Le matin du premier jour de la nouvelle année, nos deux amoureux avaient la gueule de bois, des sifflements dans les oreilles, du brouillard dans les mirettes, du coton dans les gambettes, et il leur semblait que leurs os grinçaient comme une vieille porte rouillée. Assis en face l'un de l'autre dans la cuisine, ils trempaient leur tartine (ils s'étaient mis à la gastronomie française depuis qu'elle avait été déclarée patrimoine de l'humanité) à côté du bol. A un moment (qu'il aurait fallu noter !) leurs yeux se croisèrent par un de ces hasards que seule la Nature sait produire. Jenny vit une petite étoile briller dans l'oeil de John. John vit une fleur dans l'iris de Jenny, leurs mains se joignirent dans une sorte de rêve qu'ils n'avaient jamais rêvé. leurs doigts se caressaient, se reconnaissaient.
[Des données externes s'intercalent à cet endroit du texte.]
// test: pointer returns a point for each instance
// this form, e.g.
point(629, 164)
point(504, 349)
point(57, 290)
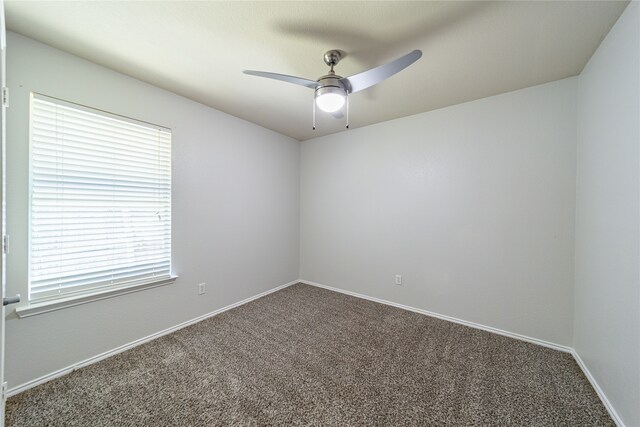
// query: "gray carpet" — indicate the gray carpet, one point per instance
point(308, 356)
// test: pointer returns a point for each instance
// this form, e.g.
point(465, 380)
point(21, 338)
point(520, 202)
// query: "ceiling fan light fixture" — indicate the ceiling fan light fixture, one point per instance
point(330, 100)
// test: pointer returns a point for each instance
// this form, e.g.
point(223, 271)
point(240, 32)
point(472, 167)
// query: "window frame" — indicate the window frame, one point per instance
point(99, 292)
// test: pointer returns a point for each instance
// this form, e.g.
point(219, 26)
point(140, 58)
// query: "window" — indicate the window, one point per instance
point(100, 201)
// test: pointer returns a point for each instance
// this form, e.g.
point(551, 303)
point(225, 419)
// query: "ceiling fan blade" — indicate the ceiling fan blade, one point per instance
point(338, 114)
point(368, 78)
point(283, 77)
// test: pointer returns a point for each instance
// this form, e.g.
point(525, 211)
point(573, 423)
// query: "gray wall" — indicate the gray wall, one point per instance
point(473, 204)
point(607, 301)
point(235, 212)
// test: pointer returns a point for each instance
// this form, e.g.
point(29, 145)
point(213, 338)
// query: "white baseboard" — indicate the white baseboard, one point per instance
point(612, 412)
point(603, 397)
point(449, 318)
point(60, 372)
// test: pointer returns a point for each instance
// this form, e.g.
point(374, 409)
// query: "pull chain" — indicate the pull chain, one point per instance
point(347, 110)
point(314, 114)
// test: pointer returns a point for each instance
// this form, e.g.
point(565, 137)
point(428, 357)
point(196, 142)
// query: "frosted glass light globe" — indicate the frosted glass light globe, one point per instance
point(330, 102)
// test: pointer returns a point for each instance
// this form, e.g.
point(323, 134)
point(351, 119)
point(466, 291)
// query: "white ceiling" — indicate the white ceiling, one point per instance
point(198, 49)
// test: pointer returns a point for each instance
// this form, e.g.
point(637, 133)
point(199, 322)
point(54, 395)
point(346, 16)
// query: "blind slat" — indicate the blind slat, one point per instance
point(100, 201)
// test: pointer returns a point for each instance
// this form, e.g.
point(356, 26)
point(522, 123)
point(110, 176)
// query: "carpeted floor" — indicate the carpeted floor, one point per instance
point(308, 356)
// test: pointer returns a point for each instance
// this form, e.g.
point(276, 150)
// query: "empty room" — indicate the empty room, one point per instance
point(337, 213)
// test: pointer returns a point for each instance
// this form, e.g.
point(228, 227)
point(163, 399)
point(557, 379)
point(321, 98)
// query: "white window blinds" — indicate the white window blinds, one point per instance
point(100, 201)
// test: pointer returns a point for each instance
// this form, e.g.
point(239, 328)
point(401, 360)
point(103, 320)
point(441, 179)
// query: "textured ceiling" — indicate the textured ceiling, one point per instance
point(198, 49)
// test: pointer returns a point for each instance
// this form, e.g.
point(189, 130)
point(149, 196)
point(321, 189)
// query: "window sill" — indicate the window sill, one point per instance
point(47, 306)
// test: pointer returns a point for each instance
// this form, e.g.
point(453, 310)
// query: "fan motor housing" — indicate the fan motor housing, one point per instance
point(330, 84)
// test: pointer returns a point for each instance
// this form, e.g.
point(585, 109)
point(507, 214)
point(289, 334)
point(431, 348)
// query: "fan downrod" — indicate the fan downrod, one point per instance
point(332, 57)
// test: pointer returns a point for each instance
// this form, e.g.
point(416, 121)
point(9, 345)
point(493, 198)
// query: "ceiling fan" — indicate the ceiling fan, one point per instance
point(332, 90)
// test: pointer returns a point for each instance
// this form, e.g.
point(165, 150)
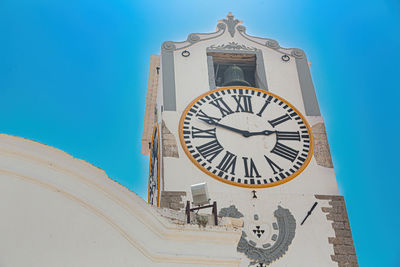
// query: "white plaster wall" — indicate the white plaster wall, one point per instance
point(60, 211)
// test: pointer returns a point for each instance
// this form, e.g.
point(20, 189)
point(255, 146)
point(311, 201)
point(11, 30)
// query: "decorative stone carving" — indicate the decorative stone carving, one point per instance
point(322, 153)
point(169, 146)
point(168, 45)
point(268, 254)
point(298, 53)
point(272, 43)
point(231, 23)
point(231, 46)
point(231, 212)
point(193, 38)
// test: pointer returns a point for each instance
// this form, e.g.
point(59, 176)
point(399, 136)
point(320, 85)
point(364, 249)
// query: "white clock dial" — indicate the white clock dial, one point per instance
point(246, 136)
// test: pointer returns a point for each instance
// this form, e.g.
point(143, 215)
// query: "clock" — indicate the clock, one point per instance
point(154, 168)
point(246, 136)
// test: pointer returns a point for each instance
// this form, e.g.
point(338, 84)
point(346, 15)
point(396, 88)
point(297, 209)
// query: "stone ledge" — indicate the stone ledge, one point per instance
point(343, 246)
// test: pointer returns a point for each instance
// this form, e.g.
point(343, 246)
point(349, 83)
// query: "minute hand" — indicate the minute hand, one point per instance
point(211, 122)
point(244, 133)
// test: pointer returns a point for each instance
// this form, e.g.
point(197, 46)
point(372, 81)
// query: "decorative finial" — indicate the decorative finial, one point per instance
point(231, 22)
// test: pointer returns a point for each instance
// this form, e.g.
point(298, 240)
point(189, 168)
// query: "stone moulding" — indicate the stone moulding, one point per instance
point(194, 38)
point(287, 227)
point(270, 43)
point(231, 46)
point(231, 212)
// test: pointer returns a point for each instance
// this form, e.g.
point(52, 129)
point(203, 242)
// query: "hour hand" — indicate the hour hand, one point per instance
point(266, 132)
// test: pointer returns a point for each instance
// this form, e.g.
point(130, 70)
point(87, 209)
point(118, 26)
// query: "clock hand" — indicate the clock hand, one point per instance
point(211, 122)
point(266, 132)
Des sourires fleurirent sur leurs bouches émues. John vint se poser aux pieds de Jenny. Il lui caressait les pieds, les embrassait, ses lèves montaient tout doucement sur la peau douce des jambes et des cuisses nues de Jenny. Elle caressait la tête de cet enfant aux épaules de rugbyman, ses cuisses s'écartaient délicieusement. La langue de John se délectait de son corps laiteux et tendre...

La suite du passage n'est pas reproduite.